Novak was arrested nearly a month after he stopped posting to Facebook and charged with “disrupting police operations” under Ohio law. Fortunately for Novak, a jury of his peers saw the absurdity of the government’s humorless prosecution and acquitted him at trial. Novak then sought to vindicate his First and Fourth Amendment rights by filing suit against the city and arresting officers.

The officers asserted qualified immunity and moved to dismiss Novak’s suit, but their motion was initially denied by the district court and the denial was affirmed by the Sixth Circuit. On remand, however, the officers asserted qualified immunity again, and this time, the district court granted the officers qualified immunity and found that the City of Parma was also not liable.
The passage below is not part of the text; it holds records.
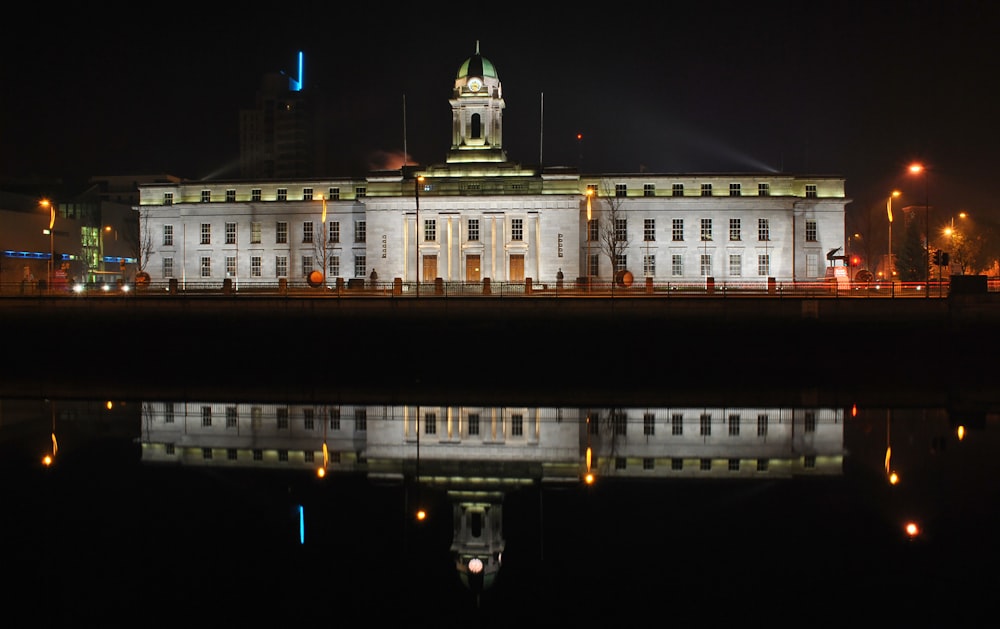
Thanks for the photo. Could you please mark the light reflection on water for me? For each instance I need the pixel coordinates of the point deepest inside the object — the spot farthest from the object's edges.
(216, 508)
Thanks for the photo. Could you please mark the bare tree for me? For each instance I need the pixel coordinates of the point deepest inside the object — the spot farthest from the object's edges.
(139, 238)
(612, 234)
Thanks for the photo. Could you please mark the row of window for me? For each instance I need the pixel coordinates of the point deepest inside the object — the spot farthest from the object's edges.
(360, 192)
(705, 465)
(472, 231)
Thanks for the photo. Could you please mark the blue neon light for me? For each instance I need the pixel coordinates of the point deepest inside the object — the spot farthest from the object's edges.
(302, 525)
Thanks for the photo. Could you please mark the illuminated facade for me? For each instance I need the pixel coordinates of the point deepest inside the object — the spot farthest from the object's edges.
(479, 216)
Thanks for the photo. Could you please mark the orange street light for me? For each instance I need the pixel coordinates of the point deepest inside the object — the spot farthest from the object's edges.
(895, 193)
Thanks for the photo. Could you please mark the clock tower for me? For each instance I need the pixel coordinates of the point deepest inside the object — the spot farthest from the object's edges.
(477, 113)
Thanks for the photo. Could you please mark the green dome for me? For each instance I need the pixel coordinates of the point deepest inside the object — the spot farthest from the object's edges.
(477, 65)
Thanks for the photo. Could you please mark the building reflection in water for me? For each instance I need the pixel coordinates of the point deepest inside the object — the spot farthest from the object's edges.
(477, 455)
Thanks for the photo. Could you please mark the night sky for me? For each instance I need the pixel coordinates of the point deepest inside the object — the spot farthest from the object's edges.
(858, 89)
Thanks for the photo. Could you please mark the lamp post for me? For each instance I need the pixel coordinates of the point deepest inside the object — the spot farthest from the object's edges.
(895, 193)
(920, 169)
(590, 194)
(51, 207)
(416, 233)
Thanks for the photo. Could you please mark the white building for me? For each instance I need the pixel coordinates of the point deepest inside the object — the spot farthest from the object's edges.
(483, 217)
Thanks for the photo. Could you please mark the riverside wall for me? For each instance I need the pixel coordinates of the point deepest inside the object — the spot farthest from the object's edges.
(486, 348)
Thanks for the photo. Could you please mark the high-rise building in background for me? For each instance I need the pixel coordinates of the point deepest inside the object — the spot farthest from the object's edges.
(281, 137)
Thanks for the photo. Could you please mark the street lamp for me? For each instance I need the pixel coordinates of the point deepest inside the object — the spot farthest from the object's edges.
(895, 193)
(417, 181)
(45, 203)
(920, 169)
(590, 194)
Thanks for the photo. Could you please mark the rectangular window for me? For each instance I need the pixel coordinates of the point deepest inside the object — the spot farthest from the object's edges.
(677, 230)
(763, 229)
(764, 265)
(735, 264)
(810, 421)
(676, 265)
(677, 424)
(649, 265)
(621, 229)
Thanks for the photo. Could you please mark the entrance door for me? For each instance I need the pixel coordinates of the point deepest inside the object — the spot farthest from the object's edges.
(472, 268)
(430, 268)
(517, 268)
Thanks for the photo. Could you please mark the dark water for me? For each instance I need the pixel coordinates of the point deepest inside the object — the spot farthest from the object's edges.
(133, 524)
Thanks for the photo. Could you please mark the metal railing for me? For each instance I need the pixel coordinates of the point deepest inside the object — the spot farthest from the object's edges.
(356, 288)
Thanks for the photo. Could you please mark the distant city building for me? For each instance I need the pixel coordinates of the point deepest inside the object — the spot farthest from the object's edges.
(282, 137)
(479, 216)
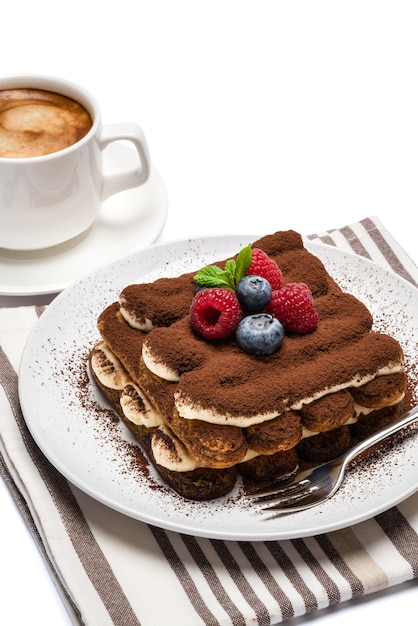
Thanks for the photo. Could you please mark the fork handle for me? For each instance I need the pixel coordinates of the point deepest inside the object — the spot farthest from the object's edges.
(398, 424)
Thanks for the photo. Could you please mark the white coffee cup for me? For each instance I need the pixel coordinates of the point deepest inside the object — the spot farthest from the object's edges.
(49, 199)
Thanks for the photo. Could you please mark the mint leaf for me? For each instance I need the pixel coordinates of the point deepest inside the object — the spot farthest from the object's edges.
(243, 262)
(214, 276)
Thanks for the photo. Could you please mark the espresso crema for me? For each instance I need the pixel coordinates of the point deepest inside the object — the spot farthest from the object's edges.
(34, 122)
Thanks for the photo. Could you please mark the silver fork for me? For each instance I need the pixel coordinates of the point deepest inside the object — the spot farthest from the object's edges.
(315, 485)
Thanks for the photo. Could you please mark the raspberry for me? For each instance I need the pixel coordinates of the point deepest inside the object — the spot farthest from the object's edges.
(215, 313)
(264, 266)
(294, 307)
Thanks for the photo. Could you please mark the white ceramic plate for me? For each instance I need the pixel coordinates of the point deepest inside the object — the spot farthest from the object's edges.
(128, 221)
(74, 427)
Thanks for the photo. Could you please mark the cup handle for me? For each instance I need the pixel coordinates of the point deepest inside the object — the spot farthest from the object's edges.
(113, 183)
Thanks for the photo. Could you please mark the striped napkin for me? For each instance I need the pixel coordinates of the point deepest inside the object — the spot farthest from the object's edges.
(115, 570)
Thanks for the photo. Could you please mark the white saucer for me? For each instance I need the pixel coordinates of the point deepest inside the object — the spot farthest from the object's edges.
(128, 221)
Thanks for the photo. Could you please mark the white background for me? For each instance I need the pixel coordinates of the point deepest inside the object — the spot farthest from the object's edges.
(260, 116)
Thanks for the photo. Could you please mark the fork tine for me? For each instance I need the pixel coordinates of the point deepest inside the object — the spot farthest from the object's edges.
(276, 492)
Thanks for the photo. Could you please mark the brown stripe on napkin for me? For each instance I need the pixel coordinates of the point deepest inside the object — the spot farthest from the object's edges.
(331, 589)
(402, 535)
(269, 581)
(359, 247)
(240, 580)
(86, 547)
(359, 569)
(185, 579)
(375, 233)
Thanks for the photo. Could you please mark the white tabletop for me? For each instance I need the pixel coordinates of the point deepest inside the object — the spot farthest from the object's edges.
(260, 116)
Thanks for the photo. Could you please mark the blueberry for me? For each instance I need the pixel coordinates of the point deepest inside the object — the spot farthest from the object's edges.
(254, 293)
(259, 334)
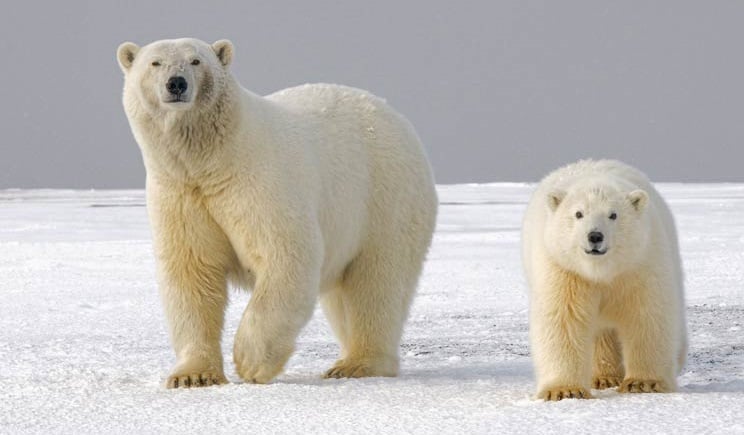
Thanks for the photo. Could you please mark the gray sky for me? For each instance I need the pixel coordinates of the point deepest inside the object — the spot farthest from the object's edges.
(498, 90)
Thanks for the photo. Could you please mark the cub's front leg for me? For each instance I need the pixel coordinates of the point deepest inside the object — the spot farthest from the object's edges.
(191, 254)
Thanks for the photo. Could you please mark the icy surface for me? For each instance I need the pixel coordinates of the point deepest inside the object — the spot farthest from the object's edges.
(84, 348)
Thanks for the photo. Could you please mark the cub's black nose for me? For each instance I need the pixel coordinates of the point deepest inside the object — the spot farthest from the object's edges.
(176, 85)
(596, 237)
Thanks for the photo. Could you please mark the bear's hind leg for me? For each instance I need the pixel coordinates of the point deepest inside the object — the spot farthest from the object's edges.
(377, 291)
(608, 361)
(332, 301)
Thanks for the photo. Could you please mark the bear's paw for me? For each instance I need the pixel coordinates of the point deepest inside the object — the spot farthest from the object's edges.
(554, 394)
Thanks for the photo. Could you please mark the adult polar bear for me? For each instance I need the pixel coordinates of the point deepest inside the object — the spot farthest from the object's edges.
(318, 190)
(599, 248)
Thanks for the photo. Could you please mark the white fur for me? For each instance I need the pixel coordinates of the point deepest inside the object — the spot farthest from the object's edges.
(314, 191)
(603, 320)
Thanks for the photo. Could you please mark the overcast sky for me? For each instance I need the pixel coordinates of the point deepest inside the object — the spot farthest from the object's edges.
(498, 90)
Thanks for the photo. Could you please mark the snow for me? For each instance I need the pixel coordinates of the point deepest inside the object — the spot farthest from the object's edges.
(84, 347)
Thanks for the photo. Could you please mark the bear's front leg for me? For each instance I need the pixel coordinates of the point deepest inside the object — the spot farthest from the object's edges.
(650, 350)
(562, 328)
(194, 300)
(281, 304)
(192, 253)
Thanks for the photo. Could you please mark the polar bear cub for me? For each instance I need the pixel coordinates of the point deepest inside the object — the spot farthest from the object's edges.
(314, 192)
(599, 249)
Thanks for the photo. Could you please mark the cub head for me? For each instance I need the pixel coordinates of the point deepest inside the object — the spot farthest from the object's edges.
(597, 231)
(174, 75)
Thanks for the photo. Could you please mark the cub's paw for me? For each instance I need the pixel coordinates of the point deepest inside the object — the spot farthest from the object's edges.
(555, 394)
(604, 382)
(194, 380)
(632, 385)
(353, 368)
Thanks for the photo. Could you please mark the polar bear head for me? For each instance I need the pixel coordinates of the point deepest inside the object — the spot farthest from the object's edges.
(174, 75)
(596, 229)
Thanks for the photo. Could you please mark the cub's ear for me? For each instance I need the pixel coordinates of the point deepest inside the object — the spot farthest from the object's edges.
(555, 198)
(224, 51)
(638, 199)
(125, 54)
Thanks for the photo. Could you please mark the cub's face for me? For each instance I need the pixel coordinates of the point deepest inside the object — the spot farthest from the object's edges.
(174, 75)
(597, 232)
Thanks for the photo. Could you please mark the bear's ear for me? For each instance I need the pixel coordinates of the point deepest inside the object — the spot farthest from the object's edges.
(125, 54)
(224, 51)
(638, 199)
(555, 198)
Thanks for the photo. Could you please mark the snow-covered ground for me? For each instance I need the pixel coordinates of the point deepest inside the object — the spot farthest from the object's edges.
(84, 348)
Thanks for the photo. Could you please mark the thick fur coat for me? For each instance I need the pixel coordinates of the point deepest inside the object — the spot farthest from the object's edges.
(314, 192)
(601, 257)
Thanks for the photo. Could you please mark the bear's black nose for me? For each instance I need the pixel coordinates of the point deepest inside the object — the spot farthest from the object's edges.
(596, 237)
(176, 85)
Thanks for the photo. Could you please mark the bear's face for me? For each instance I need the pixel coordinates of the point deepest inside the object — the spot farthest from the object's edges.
(174, 75)
(597, 232)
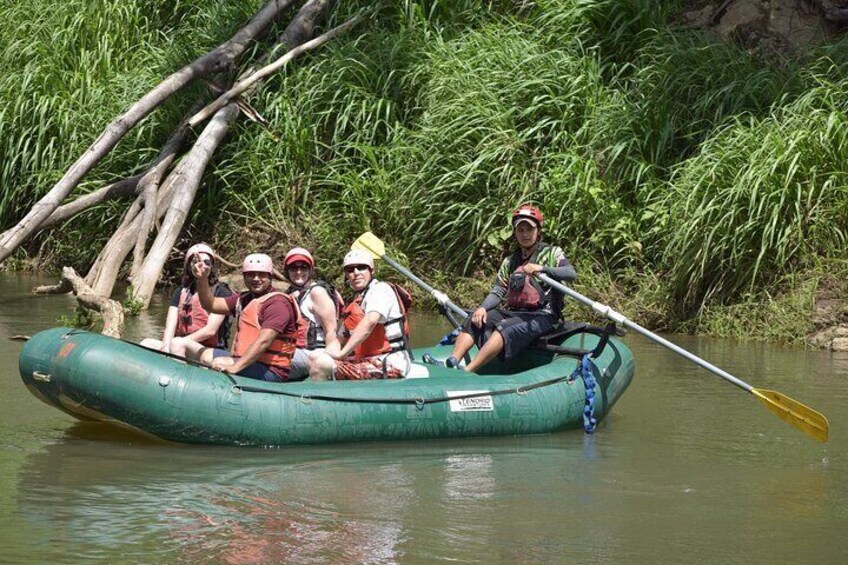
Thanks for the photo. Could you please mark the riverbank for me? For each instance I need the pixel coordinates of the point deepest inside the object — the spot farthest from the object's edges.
(698, 184)
(810, 309)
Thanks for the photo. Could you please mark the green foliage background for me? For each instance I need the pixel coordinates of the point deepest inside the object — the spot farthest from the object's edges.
(685, 177)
Novak appealed to the Sixth Circuit, where Cato and the ACLU filed an amicus brief arguing that his First Amendment rights were clearly violated. The Sixth Circuit affirmed the grant of qualified immunity, concluding that Novak’s deletion of comments from his Facebook posts and copying of the department’s clarification may have been unprotected “conduct” as opposed to protected speech under the First Amendment.

Novak, now represented by the Institute for Justice (IJ), has petitioned the U.S. Supreme Court to hear his case, and Cato has filed an amicus brief in support of his petition. We argue that the First Amendment protects online parody, including parodies using the novel medium of social media. The brief further argues that the Sixth Circuit erred in concluding that Novak’s “conduct” on Facebook is distinct from his speech. Finally, the brief explains why speech that is protected by the First Amendment cannot serve as the basis for probable cause to arrest. The Sixth Circuit’s erroneous logic would enable the government to criminalize a broad range of speech, so long as the government prosecutes under laws that don’t explicitly single out speech. This practice violates the First Amendment, and the Supreme Court needs to put a stop to it.